Braverman v. United States

317 U.S. 49, 63 S. Ct. 99 (1942)



The allegation in a single count of a conspiracy to commit several crimes is not duplicitous, for the conspiracy is the crime, and that is one, however diverse its objects. A conspiracy is not the commission of the crime which it contemplates, and neither violates nor arises under the statute whose violation is its object. 


Defendants were indicted on seven counts each charging a conspiracy, in violation of § 37 of the Criminal Code, the conspiracy statute, to violate a separate internal revenue law. The trial judge submitted the case to the jury on the theory that the seven counts charged as distinct offenses were the several illegal objects of one continuing conspiracy, and that if the jury found a conspiracy it could find defendants guilty of as many offenses as it had illegal objects. Further, for each such offense the two-year statutory penalty could be imposed. The jury found defendants guilty, the trial court sentenced each to eight years imprisonment, and the appeals court affirmed. Defendants sought a writ of certiorari and the court reversed and remanded for resentencing.
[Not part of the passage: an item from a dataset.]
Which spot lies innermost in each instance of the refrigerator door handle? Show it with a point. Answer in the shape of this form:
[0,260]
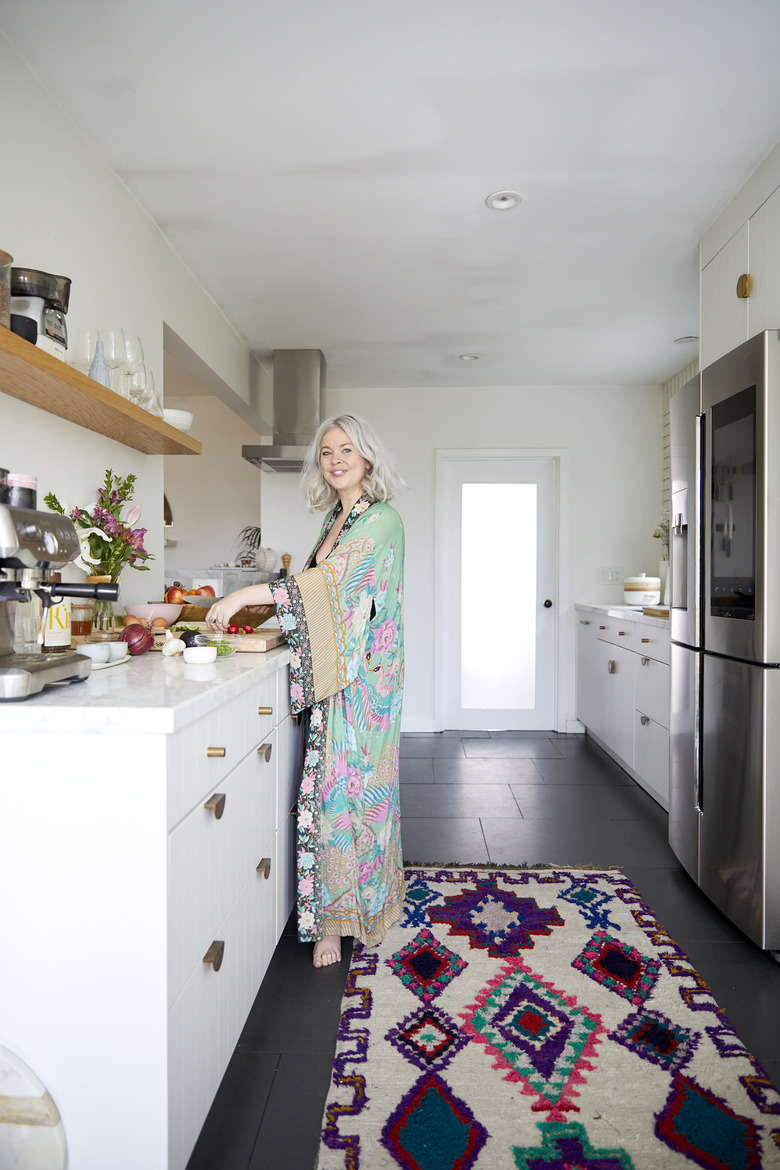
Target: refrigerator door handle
[697,735]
 Was the single agreement to commit acts in violation of several penal statutes to be punished as a single act of conspiracy?




The single agreement was the prohibited conspiracy. However diverse its objects, the agreement violated only the conspiracy statute. Accordingly, only the single penalty prescribed by the statute could be imposed. Further the statute of limitations for offenses arising under the conspiracy statute where the object was to attempt to evade or defeat any tax or payment thereof was six years.